The first rewiring structure 120 is provided on one surface 112 of the dielectric layer 111, and it may function as a mounting substrate on which the semiconductor chip 130 is mounted. The first rewiring structure may include a plurality of first rewiring insulating layers 122 and a first rewiring pattern 124.
The plurality of first rewiring insulating layers 122 may be stacked on one surface 112 of the dielectric layer 111 in a vertical direction. The plurality of first rewiring insulating layers 122 may be formed of insulating polymer, epoxy or a combination thereof. Each of the plurality of first rewiring insulating layers 122 may be formed of a material that is different from the material constituting the dielectric layer 111. For example, the dielectric constant of each of the plurality of first rewiring insulating layers 122 may be different from the dielectric constant of the dielectric layer 111.
Additionally, the first rewiring pattern 124 is formed in each of the plurality of first rewiring insulating layers 122, and it may extend horizontally or vertically to form electrical wiring.
The first rewiring pattern 124 is electrically connected to the semiconductor chip 130, which will be described below, and it may also be connected to the active antenna pattern 114 of the antenna structure 110.
The semiconductor chip 130 may be mounted on the first rewiring structure 120 using a flip chip method. The semiconductor chip 130 may include an upper and lower surface that are opposite to each other, and the lower surface of the semiconductor chip 130 may be a pad surface on which the chip pad 132 is provided. The semiconductor chip 130 may be mounted on the first rewiring structure 120 such that the lower surface where the chip pad 132 is provided faces the first rewiring structure 120. A chip connection bump 134, such as a micro bump 134, may be disposed between the semiconductor chip 130 and the first rewiring structure 120. The semiconductor chip 130 may be electrically connected to the first rewiring pattern 124 of the first rewiring structure 120 through the chip connection bump 134.
A plurality of various types of individual devices may be formed on the semiconductor chip 130. For example, the plurality of individual devices may be various microelectronic devices, such as metal-oxide semiconductor field effect transistors (MOSFET) such as complementary metal-oxide-semiconductor transistors (CMOS transistor), the system large scale integration (LSI), image sensors such as CMOS imaging sensors (CIS), the micro-electromechanical system (MEMS), Power Management (PM) IC, active devices, passive devices and the like.
The semiconductor chip 130 is a communication semiconductor chip 130 which is connected electrically or capable of transmitting signals to the antenna structure 110, and it may include a signal processing circuit for processing wireless signals that are transmitted and received through the antenna structure 110. For example, the semiconductor chip 130 may include a radio-frequency integrated circuit (RFIC).
The semiconductor chip 130 may be a memory chip.
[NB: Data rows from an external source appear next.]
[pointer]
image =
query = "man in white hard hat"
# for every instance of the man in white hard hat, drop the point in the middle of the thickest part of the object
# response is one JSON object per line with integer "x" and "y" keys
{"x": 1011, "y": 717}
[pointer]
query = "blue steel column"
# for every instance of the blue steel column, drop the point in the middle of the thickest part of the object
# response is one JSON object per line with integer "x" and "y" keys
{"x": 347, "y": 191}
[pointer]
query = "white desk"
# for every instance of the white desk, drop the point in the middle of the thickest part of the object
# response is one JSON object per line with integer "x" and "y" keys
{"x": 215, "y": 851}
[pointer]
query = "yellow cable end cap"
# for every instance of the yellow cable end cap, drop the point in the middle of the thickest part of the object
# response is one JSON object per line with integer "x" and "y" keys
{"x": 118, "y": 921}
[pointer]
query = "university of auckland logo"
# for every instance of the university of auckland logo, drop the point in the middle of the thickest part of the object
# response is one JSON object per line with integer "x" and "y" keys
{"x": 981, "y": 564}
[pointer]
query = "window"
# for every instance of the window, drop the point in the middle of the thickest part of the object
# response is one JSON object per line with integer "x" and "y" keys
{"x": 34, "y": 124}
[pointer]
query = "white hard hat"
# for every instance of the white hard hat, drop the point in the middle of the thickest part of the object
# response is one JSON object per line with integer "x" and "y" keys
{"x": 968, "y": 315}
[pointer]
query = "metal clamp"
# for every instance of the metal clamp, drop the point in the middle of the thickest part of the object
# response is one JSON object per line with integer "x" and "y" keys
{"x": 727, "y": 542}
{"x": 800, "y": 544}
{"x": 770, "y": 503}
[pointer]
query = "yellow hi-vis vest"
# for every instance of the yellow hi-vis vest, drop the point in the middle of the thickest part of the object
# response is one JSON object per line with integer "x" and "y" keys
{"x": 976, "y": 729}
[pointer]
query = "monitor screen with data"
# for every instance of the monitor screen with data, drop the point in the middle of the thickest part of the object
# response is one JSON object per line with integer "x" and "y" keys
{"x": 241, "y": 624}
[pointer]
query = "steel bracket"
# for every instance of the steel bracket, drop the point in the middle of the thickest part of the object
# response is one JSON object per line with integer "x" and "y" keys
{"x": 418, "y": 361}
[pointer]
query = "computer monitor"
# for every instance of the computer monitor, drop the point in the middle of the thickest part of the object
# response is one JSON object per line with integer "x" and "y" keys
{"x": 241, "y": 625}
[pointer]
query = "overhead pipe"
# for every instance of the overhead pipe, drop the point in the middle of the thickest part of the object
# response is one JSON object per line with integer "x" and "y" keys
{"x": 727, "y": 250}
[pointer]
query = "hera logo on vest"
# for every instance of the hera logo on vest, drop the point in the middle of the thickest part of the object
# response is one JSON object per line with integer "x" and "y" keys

The memory chip may be a volatile memory chip, such as DRAM (Dynamic Random Access Memory) or SRAM (Static Random Access Memory), or a non-volatile memory chip, such as PRAM (Phase-change Random Access Memory), MRAM (Magnetoresistive Random Access Memory), FeRAM (Ferroelectric Random Access Memory) or RRAM (Resistive Random Access Memory).
Alternatively, the semiconductor chip 130 may be a logic chip. The semiconductor chip 130 may be a Central Processor Unit (CPU), Micro Processor Unit (MPU), Graphic Processor Unit (GPU) or Application Processor (AP).
The semiconductor package 100 may include one semiconductor chip 130 or two or more semiconductor chips 130. Two or more semiconductor chips 130 included in the semiconductor package 100 may be the same type of semiconductor chips 130 or may be different types of semiconductor chips 130.
The semiconductor package 100 may be a system in package in which the different types of semiconductor chips 130 and various electronic components are electrically connected to each other and operate as a single system.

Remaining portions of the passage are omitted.